Faroo
= a web search engine based on peer-to-peer technology.
Description
From an interview with Wolf Garbe of FAROO at http://altsearchengines.com/2007/10/02/great-debate-peer-to-peer-p2p-search-part-i/
1) Architecture: How is your search engine different from today’s general search engines? Briefly, what does the architecture of your search engine looks like?
FAROO: FAROO is a web search engine based on peer-to-peer technology.
The users are connecting their computers, building a worldwide, distributed P2P web search engine. No centralized index and crawler are required anymore. Every web page visited is automatically included in the distributed index of the search engine. Installing our software, you become immediately part of the distributed search engine. FAROO’s distributed core architecture is fundamentally different from the centralized approach of today’s search engines.
2) Distribution/P2P: In what aspect is the architecture distributed? What are the benefits of this?
FAROO: FAROO is using a fully distributed architecture: distributed index, distributed crawler, distributed ranking, and distributed search.
Search, as the most frequently used Internet application, will be distributed, and thus follows a principle, which the whole Internet is based upon successfully. The distributed architecture provides cost advantages, better scaling, less intrusive crawling, democratic ranking and improved privacy protection.
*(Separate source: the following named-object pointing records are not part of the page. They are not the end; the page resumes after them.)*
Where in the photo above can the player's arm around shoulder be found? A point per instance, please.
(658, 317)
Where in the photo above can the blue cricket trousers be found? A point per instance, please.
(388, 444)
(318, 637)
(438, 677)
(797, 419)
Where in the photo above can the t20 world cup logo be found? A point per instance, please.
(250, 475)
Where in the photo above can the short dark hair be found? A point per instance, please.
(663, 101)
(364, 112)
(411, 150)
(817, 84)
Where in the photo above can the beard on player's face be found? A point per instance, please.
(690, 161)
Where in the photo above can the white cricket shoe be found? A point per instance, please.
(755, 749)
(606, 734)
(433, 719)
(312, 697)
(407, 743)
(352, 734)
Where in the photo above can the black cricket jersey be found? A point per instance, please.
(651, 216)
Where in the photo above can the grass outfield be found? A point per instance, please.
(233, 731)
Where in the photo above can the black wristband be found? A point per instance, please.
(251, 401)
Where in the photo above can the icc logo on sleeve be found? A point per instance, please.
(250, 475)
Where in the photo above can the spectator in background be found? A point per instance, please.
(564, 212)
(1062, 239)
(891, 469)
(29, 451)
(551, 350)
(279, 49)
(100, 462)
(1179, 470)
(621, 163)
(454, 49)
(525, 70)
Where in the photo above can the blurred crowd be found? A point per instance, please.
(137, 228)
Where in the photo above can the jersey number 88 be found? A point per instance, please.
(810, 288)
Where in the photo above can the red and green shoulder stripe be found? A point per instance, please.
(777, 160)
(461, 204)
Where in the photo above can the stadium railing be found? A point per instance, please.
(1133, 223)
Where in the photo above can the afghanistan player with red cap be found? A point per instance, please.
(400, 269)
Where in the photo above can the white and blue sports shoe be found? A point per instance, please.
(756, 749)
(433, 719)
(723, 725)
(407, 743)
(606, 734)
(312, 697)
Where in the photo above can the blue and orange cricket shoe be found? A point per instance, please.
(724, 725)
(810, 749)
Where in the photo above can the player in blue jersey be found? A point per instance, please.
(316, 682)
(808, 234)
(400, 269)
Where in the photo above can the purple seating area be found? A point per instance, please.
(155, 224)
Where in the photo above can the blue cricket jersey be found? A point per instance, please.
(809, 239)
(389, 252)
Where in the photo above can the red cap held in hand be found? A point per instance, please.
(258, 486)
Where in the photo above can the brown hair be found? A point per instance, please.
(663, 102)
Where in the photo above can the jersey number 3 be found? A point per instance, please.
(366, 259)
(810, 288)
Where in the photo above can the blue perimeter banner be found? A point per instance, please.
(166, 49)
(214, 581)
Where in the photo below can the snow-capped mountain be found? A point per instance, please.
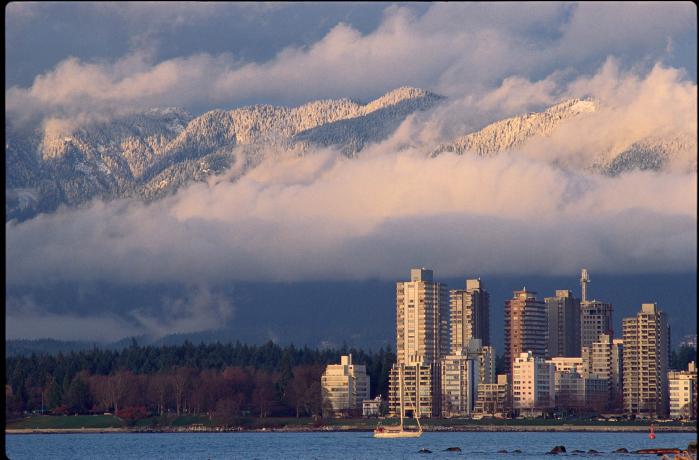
(513, 132)
(653, 152)
(153, 153)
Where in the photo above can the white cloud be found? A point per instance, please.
(453, 49)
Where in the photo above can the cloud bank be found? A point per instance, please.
(323, 216)
(534, 210)
(199, 309)
(462, 49)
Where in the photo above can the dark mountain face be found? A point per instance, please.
(362, 313)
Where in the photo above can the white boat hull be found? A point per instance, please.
(398, 434)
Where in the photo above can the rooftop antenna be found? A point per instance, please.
(584, 279)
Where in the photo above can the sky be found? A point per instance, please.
(323, 218)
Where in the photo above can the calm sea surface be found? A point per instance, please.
(293, 446)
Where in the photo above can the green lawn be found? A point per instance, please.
(110, 421)
(67, 422)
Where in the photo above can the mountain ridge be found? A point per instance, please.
(151, 154)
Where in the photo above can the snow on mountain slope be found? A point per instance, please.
(513, 132)
(151, 154)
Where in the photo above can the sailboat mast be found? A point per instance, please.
(400, 385)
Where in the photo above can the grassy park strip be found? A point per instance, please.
(110, 423)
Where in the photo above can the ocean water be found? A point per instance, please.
(337, 445)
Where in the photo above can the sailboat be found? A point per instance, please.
(399, 431)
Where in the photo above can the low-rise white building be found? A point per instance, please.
(493, 398)
(344, 387)
(683, 393)
(533, 383)
(461, 373)
(372, 407)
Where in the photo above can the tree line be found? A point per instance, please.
(226, 380)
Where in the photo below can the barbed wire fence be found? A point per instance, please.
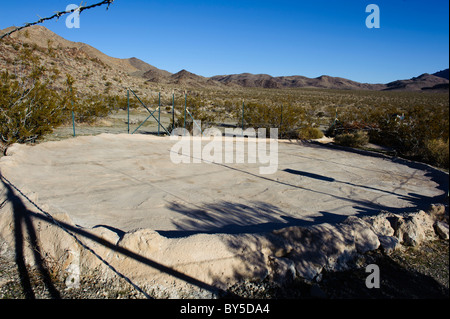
(57, 15)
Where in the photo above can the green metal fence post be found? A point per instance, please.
(243, 107)
(73, 115)
(128, 108)
(173, 111)
(73, 122)
(185, 106)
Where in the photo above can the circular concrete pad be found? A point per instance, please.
(126, 182)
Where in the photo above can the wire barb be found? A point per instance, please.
(57, 15)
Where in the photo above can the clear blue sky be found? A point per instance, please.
(283, 37)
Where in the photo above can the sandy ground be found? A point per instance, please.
(126, 182)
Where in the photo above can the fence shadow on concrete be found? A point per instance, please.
(24, 216)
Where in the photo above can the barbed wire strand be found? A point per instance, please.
(57, 15)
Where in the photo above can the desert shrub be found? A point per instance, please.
(28, 110)
(436, 152)
(354, 139)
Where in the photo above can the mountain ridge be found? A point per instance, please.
(142, 71)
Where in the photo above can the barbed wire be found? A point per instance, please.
(57, 15)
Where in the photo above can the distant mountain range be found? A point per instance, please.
(94, 68)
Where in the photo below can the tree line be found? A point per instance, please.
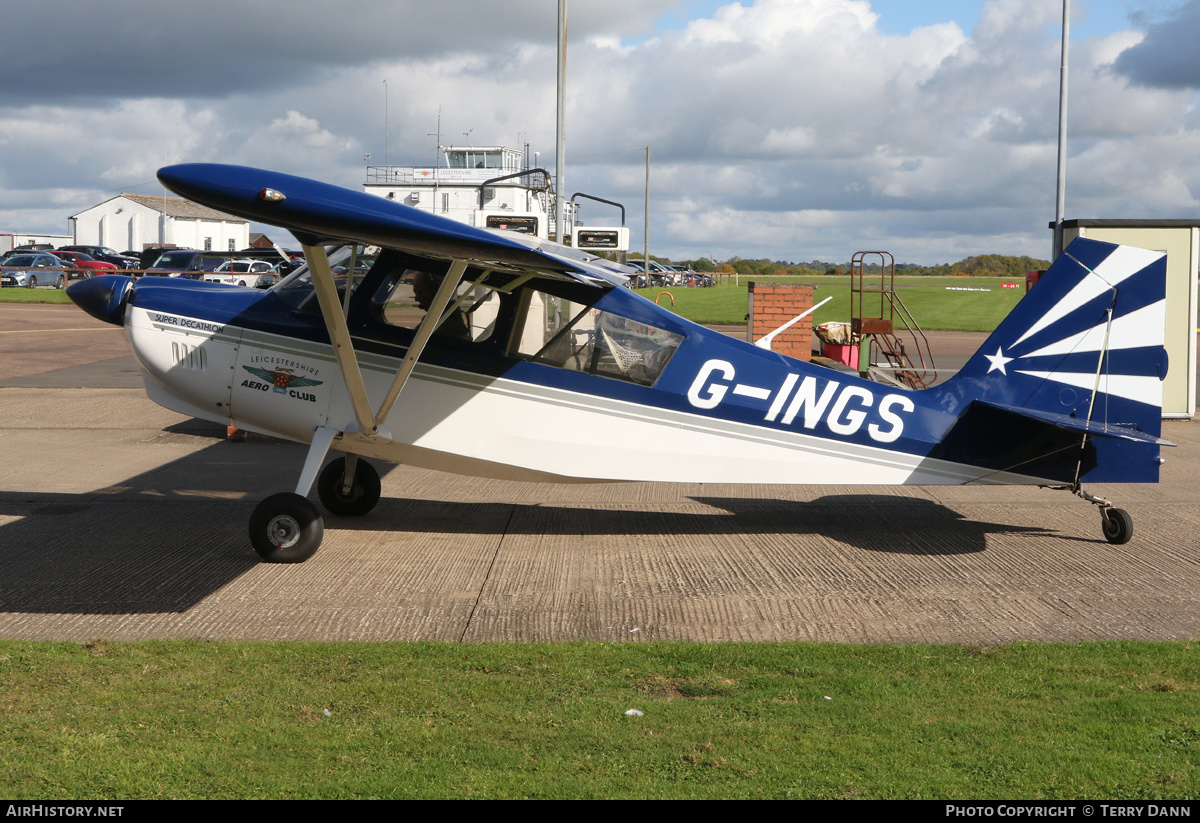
(981, 265)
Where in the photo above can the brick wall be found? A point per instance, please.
(771, 306)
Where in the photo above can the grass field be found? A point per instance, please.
(787, 720)
(34, 295)
(928, 299)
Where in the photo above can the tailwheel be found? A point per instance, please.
(1117, 524)
(286, 528)
(351, 499)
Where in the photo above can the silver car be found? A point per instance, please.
(33, 270)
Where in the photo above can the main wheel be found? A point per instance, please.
(1117, 526)
(286, 528)
(364, 491)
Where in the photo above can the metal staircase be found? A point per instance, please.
(875, 310)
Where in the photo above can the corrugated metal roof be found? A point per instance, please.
(177, 206)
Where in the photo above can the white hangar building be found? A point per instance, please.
(133, 222)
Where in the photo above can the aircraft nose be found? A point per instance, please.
(103, 296)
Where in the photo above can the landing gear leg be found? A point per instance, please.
(349, 486)
(286, 528)
(1116, 523)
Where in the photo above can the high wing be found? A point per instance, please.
(318, 212)
(599, 384)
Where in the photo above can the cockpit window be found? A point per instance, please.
(406, 294)
(558, 332)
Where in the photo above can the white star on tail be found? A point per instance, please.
(997, 361)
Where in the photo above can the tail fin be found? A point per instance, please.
(1083, 352)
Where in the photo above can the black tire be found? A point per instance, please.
(364, 492)
(1117, 526)
(286, 528)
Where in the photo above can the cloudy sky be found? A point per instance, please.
(784, 128)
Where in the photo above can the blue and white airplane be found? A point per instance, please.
(531, 361)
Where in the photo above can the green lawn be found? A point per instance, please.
(34, 295)
(928, 299)
(801, 720)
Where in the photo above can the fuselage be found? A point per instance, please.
(720, 412)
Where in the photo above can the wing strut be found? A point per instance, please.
(424, 331)
(340, 335)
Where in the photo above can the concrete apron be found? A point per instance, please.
(124, 521)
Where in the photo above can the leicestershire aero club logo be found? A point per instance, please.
(282, 378)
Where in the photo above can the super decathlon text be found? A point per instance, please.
(844, 412)
(40, 810)
(186, 323)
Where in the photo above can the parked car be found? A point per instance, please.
(190, 263)
(33, 269)
(238, 272)
(81, 260)
(107, 254)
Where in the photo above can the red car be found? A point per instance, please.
(81, 260)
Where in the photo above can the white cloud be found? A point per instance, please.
(784, 128)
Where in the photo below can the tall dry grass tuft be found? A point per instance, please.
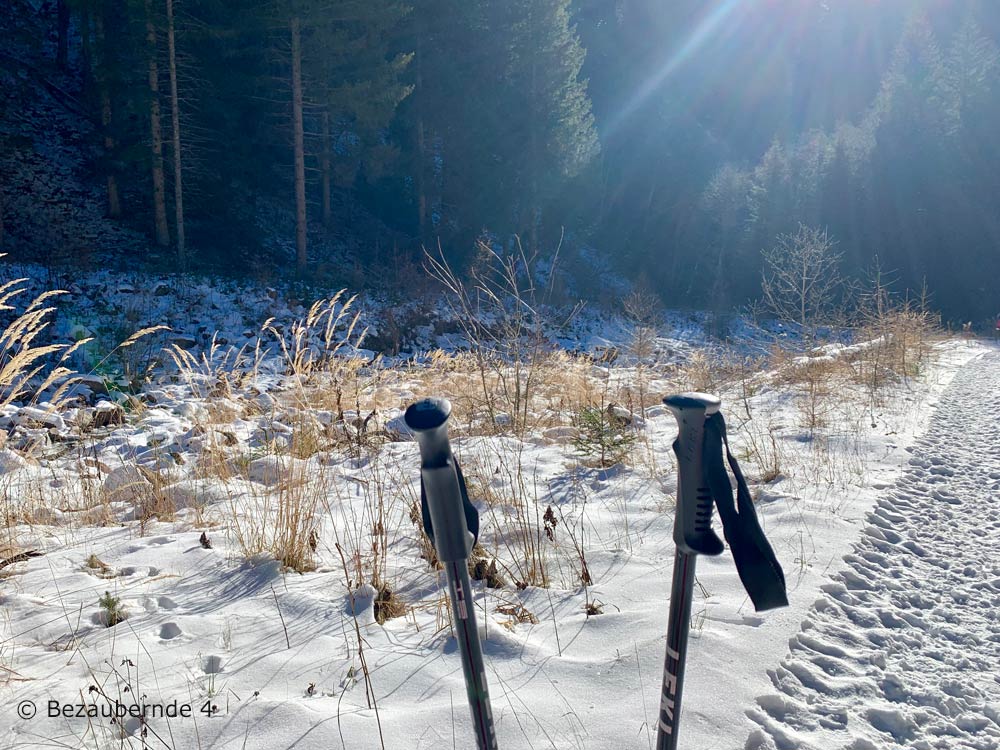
(502, 312)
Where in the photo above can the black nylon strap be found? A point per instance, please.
(758, 568)
(471, 514)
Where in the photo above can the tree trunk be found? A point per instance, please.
(62, 45)
(325, 171)
(421, 142)
(156, 136)
(100, 77)
(175, 119)
(300, 158)
(2, 233)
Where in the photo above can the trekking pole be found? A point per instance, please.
(703, 484)
(693, 536)
(452, 523)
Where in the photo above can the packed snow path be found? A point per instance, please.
(903, 649)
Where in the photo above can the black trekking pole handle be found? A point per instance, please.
(693, 536)
(452, 523)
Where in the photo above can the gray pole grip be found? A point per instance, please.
(693, 532)
(429, 421)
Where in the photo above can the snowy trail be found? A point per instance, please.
(903, 649)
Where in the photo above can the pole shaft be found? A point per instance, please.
(464, 617)
(678, 628)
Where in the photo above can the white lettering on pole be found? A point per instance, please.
(667, 699)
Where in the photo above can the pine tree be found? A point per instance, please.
(550, 112)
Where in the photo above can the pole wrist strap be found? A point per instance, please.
(471, 514)
(756, 563)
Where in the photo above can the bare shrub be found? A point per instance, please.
(801, 281)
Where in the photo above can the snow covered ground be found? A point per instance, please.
(176, 511)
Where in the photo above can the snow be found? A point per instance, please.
(888, 641)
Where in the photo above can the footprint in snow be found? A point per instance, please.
(169, 631)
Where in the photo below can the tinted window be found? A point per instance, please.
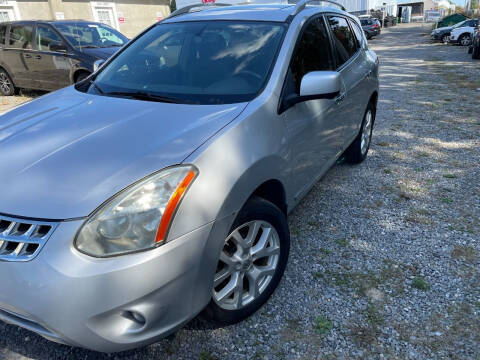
(343, 38)
(357, 32)
(3, 30)
(46, 37)
(21, 36)
(90, 35)
(209, 62)
(312, 54)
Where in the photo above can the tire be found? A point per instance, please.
(82, 76)
(258, 214)
(7, 88)
(476, 52)
(464, 40)
(358, 149)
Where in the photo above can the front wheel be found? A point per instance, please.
(464, 40)
(358, 149)
(251, 263)
(6, 84)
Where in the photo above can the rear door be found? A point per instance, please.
(352, 66)
(18, 54)
(52, 65)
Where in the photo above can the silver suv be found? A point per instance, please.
(159, 187)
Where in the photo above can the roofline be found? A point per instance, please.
(299, 6)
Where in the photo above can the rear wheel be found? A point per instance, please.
(464, 40)
(251, 264)
(6, 84)
(358, 149)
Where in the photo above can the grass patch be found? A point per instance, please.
(204, 355)
(373, 315)
(323, 325)
(420, 284)
(464, 252)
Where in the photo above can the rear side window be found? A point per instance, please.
(357, 32)
(46, 37)
(345, 43)
(21, 36)
(3, 30)
(312, 54)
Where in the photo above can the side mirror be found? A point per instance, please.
(57, 47)
(97, 64)
(320, 85)
(315, 85)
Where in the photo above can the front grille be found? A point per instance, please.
(22, 240)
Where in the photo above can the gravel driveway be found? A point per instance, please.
(385, 259)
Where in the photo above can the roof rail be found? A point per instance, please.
(187, 9)
(303, 3)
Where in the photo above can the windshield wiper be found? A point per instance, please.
(141, 95)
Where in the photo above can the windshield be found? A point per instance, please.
(214, 62)
(90, 35)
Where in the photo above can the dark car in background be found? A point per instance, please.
(474, 47)
(48, 55)
(371, 24)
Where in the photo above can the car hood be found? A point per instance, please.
(102, 53)
(64, 154)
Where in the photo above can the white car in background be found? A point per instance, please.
(463, 35)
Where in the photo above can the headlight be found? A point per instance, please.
(138, 217)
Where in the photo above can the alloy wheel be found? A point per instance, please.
(248, 262)
(5, 84)
(366, 132)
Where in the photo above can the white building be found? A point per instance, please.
(357, 7)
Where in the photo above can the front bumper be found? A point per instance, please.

- Each of the major search engines requires hundreds of thousands servers. We don’t need any hardware at all. This means huge saving of infrastructure costs, allowing us to share revenues with our users.
- The Internet is increasing steadily, and so also is the amount of required hardware in order to index all these new web pages and to serve the new users. In FAROO’s distributed architecture the users become part of the solution of this problem. Therefore FAROO scales with the growth of the Internet.
- FAROO indexes web pages without a dedicated crawler, therefore additional traffic for users and web servers is avoided.
3) Crawler: How does your distributed crawler work?
FAROO: We changed the way a crawler works. There is no traditional crawler at all. Every web page visited by one of our users is automatically included into our distributed index, and instantly searchable for all other users.
4) Ranking: How does your ranking algorithm work?
FAROO: FAROO is using an attention based ranking. If users spend a long time on a page, visit it often, put it to bookmarks or print it out, this page goes up in ranking. For the first time the ranking of the web pages is automatically done by the target audience itself. This leads to a more democratic, user centric ranking, while resistant against rank manipulation. Additional ranking parameters ensure a proper ranking also during the start with relatively few users and for freshly indexed pages.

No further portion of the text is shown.